The multinomial probit model has emerged as a useful framework for modeling nominal categorical data, but extending such models to multivariate measures presents computational challenges. Following a Bayesian paradigm, we use a Markov chain Monte Carlo (MCMC) method to analyze multivariate nominal measures through multivariate multinomial probit models. As with a univariate version of the model, identification of model parameters requires restrictions on the covariance matrix of the latent variables that are introduced to define the probit specification. To sample the covariance matrix with restrictions within the MCMC procedure, we use a parameter-extended Metropolis–Hastings algorithm that incorporates artificial variance parameters to transform the problem into a set of simpler tasks including sampling an unrestricted covariance matrix. The parameter-extended algorithm also allows for flexible prior distributions on covariance matrices. The prior specification in the method described here generalizes earlier approaches to analyzing univariate nominal data, and the multivariate correlation structure in the method described here generalizes the autoregressive structure proposed in previous multiperiod multinomial probit models. Our methodology is illustrated through a simulated example and an application to a cancer-control study aiming to achieve early detection of breast cancer.
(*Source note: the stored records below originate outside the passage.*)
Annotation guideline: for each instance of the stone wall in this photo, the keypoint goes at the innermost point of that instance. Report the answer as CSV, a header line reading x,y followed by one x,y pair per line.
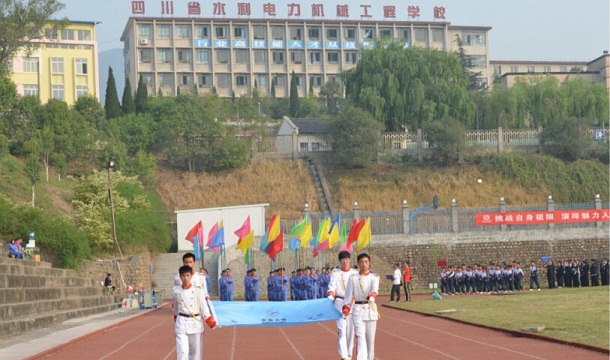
x,y
424,250
132,270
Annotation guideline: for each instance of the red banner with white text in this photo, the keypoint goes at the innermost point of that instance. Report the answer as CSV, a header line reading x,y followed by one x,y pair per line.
x,y
542,217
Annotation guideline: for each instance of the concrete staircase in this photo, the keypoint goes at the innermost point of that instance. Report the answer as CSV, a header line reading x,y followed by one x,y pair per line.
x,y
33,295
165,268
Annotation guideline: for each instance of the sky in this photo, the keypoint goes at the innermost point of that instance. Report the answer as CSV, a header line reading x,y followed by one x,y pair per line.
x,y
558,30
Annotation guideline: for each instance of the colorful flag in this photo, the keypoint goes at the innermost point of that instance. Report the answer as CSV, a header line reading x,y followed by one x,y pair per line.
x,y
306,235
364,238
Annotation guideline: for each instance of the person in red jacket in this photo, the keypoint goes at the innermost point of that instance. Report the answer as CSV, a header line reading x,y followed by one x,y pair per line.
x,y
406,281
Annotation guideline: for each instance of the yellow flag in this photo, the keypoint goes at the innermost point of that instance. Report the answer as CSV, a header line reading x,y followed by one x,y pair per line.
x,y
364,238
246,243
306,235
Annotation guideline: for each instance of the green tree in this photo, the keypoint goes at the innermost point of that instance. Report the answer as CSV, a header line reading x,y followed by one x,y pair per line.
x,y
294,95
128,105
141,96
355,137
111,102
22,22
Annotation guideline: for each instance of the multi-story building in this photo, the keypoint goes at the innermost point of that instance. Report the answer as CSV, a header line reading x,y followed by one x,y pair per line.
x,y
62,65
233,56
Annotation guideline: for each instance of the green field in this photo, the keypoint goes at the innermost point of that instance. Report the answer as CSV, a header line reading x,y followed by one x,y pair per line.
x,y
579,315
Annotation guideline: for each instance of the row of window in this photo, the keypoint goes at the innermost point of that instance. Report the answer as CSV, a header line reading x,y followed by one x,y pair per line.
x,y
224,80
314,33
241,56
32,65
57,91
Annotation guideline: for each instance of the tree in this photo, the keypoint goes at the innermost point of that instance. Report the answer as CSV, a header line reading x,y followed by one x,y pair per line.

机译:多项式概率模型已经成为一种用于对名义分类数据进行建模的有用框架,但是将此类模型扩展到多元度量会带来计算挑战。遵循贝叶斯范式,我们使用马尔可夫链蒙特卡洛(MCMC)方法通过多元多项式概率模型分析多元名义度量。与模型的单变量版本一样,模型参数的标识需要限制引入潜在变量的协方差矩阵,以定义概率标准。为了在MCMC程序中限制条件下对协方差矩阵进行抽样,我们使用了参数扩展的Metropolis-Hastings算法,该算法结合了人工方差参数,将问题转化为一组更简单的任务,包括对无限制协方差矩阵进行抽样。参数扩展算法还允许在协方差矩阵上进行灵活的先验分布。在此描述的方法中的现有技术规范概括了分析单变量名义数据的较早方法,而在此描述的方法中的多元相关结构对在先前的多周期多项式概率模型中提出的自回归结构进行了概括。我们的方法通过一个模拟示例进行说明,并应用于旨在实现早期发现乳腺癌的癌症对照研究。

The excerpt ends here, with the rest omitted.